TCP is supposed to be the transport layer though - a container for the data that can be replaced by another container.
GDB should be the presentation layer - a data format that overall doesn’t care how it’s sent.
Ideally GDB shouldn’t care if it’s going over TCP or over stdin/stdout.
Have you been able to compile @FManga’s emulator with that setup?
The current setup I’m using is quite similar, but it’s SDL2_net that’s causing issues, not SDL itself (as far as I can tell).
I’ll make some screenshots tomorrow to show you.
In fact I might try getting a separate program up and running with SDL to see if I can narrow down the issue.
I might’ve missed it, but there’s no indication of which way to connect the cable on the other end. I kept checking my connections while I had it flipped all along.
You mean on the J-Link side? That’s true. There is a “1” marked. Its kind of sloppy from Segger. Since it is an “edu” product, I would have used a shrouded (with a collar) header there.
But, the good thing is you can’t break it by putting it backwards.
Edit: pin numbers are indicated in the picture of swd->pokitto pex … there is (1) 3V3. But yes, I could add a picture of the J-Link EDU to make it clearer.
OK, thanks. That bin shows another, unrelated problem, but the “unknown op” has been fixed so at least it runs. Not sure what’s going on with the text here.
Added a new release build for windows/linux (see link in first post).
sampling profiler
Use it like this: PokittoEmu path/to/file.bin -p
Then use this to get the source lines: addr2line -e path/to/file.elf address1 address2 address3...
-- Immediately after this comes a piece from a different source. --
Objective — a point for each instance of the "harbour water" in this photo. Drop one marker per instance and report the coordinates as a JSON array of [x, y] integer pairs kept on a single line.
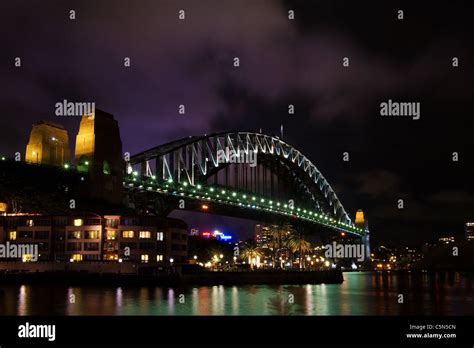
[[361, 293]]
While the emulator is running it will randomly sample the current instruction to detect hotspots. After shutdown it prints addresses of the top 10 hottest spots in the code, in descending order. These are probably the performance bottlenecks of your game. addr2line is a tool that comes with gcc.
gif recorder
Press F3 to start/stop recording a gif. It will be saved in the same path as the bin that is currently running.
Example gif of a Pokitto bicycle odometer I’m working on:
I really would like to put my binary somewhere so that people could try it with the emulator. How to do it? Just put the binary to google drive (or even GitHub?) and provide a link to start it in the emulator?